L’itinérance nouvelle de milliers de femmes est une honte nationale
Les femmes sans domicile fixe sont tout d’abord des proies mouvantes. Elles sont facilement violées, battues, volées, exploitées
Legault

Dans ma chronique d’hier, j’expliquais comment la crise du logement s’est non seulement étendue, elle s’est complexifiée. Ses visages sont maintenant multiples. L’itinérance en est de loin le plus visible.
Nous voilà bien loin de l’époque de ceux, jadis peu nombreux, qu’on appelait les clochards ou les quêteux. Aujourd’hui, plus de 10 000 personnes au Québec sont sans domicile fixe. Un bond effarant de 44 % en cinq ans.
Ce sont des jeunes de la DPJ. Des personnes évincées par des propriétaires cupides. Des victimes de la crise des opioïdes. Des aînés appauvris ou des personnes sur l’aide sociale incapables de payer les loyers de fou actuels.
Des gens atteints de maladies mentales sans suivi médical. Des exilés autochtones. Des réfugiés. Des travailleurs à faibles revenus. Etc.
N’en jetez plus. La cour des laissés-pour-compte dans notre société pourtant riche est archi pleine. Oui, ceci est bel et bien une crise humanitaire.
Autre phénomène nouveau : 30 % des sans-abri sont des femmes. Tous âges, conditions, régions et origines confondus, elles sont plus de 3000. Du jamais vu au Québec.
Or, les femmes sans domicile fixe sont tout d’abord des proies mouvantes. Elles sont facilement violées, battues, volées, exploitées, etc.
Sans les ressources dont ils ont vraiment besoin, les refuges pour femmes débordent de partout. Obligés de refuser quotidiennement plusieurs femmes venues frapper à leur porte pour de l’aide.
Ces milliers de femmes se retrouvent sans domicile pour une kyrielle de raisons. Victimes d’une rénoviction. D’une hausse exagérée de loyer. De violence conjugale. D’une séparation traumatisante.
Une aberration sociale
Il faut savoir qu’ici, sans mariage ou contrat de vie commune, la séparation laisse les femmes déjà moins fortunées sans le moindre droit à une compensation financière ou au partage du patrimoine. Une aberration sociale.
Le phénomène de l’itinérance « au féminin » a pris une telle ampleur que les médias multiplient les reportages crève-cœur sur cette réalité brutale.
Catherine Bouchard de TVA rapporte qu’à « la maison Jacqueline, on a déjà dû effectuer 5600 refus d’hébergement depuis janvier, faute d’espace. Si la tendance se maintient, ce sera deux fois plus de refus que l’année précédente. »
Thomas Gerbet de Radio-Canada rapporte que le refuge La rue des Femmes, à Montréal, est plein à craquer. Selon la directrice générale, Léonie Couture, « par manque de place, on refuse jusqu’à 30 femmes par jour. Elles ne devraient pas dormir dehors, c’est trop dangereux ».

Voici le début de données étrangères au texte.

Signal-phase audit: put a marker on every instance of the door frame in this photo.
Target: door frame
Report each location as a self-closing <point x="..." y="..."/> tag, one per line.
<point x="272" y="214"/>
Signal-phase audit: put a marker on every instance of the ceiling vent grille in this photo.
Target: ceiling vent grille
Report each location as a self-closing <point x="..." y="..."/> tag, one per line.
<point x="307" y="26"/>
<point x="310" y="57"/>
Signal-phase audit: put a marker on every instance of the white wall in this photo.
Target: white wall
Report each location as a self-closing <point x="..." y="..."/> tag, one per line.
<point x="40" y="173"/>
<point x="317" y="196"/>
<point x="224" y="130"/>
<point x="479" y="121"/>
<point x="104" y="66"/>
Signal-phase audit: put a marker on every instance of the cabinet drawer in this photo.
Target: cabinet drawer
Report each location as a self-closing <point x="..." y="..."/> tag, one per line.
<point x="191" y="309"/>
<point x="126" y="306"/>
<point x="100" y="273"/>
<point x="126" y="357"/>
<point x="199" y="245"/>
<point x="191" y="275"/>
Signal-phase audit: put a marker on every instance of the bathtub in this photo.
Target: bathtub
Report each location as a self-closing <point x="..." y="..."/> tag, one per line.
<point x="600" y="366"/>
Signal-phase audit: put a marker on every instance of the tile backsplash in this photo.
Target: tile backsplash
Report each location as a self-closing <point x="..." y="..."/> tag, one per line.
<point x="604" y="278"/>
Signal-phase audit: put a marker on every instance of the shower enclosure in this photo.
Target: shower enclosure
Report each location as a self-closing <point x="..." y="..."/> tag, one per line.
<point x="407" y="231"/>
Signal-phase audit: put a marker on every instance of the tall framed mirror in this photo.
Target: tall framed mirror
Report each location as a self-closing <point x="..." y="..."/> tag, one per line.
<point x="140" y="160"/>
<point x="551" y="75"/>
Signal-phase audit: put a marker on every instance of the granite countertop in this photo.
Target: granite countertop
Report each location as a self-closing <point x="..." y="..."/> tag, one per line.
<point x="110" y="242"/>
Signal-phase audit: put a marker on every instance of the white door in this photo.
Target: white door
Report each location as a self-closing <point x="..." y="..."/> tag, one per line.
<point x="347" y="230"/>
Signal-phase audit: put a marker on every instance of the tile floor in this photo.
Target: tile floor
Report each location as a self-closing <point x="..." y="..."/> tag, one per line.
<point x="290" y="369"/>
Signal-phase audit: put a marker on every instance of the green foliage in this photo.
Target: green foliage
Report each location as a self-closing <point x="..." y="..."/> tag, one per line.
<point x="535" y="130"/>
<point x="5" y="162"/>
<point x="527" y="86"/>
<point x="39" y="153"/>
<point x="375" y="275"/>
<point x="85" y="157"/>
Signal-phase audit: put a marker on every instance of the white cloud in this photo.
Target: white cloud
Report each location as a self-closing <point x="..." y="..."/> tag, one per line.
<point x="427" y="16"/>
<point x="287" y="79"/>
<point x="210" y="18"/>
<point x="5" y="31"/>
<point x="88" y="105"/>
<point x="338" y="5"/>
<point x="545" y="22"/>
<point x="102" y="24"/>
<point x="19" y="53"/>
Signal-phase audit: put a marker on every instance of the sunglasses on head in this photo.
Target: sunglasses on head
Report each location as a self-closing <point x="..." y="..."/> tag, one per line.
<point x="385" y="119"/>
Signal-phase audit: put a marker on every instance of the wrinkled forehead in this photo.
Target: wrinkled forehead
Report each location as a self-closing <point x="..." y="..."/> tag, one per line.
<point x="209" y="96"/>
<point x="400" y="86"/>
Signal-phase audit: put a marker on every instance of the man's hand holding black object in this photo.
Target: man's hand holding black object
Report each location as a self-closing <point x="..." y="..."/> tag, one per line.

Et comment oublier le cri du cœur de la mairesse de Gatineau, France Bélisle, sur une jeune femme sans-abri obligée d’accoucher dans un bois comme au temps de la colonie ?
Des histoires d’horreur comme celles-là, il y en a maintenant partout à travers le Québec. Une vraie honte nationale.
Elles sont nos mères et nos soeurs
Ce dont ces femmes ont besoin ce sont des logements décents, bien sûr. La dignité retrouvée d’avoir son chez-soi.
Mais les intervenantes dans les refuges savent aussi que le soutien et les soins – oui, les soins ! –, dont elles ont besoin en santé et services sociaux devraient être nettement mieux adaptés à leurs situations spécifiques.
Pour rebâtir leur confiance souvent détruite par une séparation, la pauvreté, la violence ou une enfance souffrante, plusieurs ont besoin de suivis en psychologie, de soutien social et d’aide financière.
Ces femmes sont nos mères, nos sœurs, nos filles, nos amies, nos grands-mères. N’est-ce pas là comment les décideurs politiques devraient s’efforcer eux-mêmes de les voir ?
S’ils le faisaient, ils agiraient de manière nettement mieux adaptée aux besoins différents de ces milliers de femmes d’ici, beaucoup trop nombreuses à se retrouver à la rue.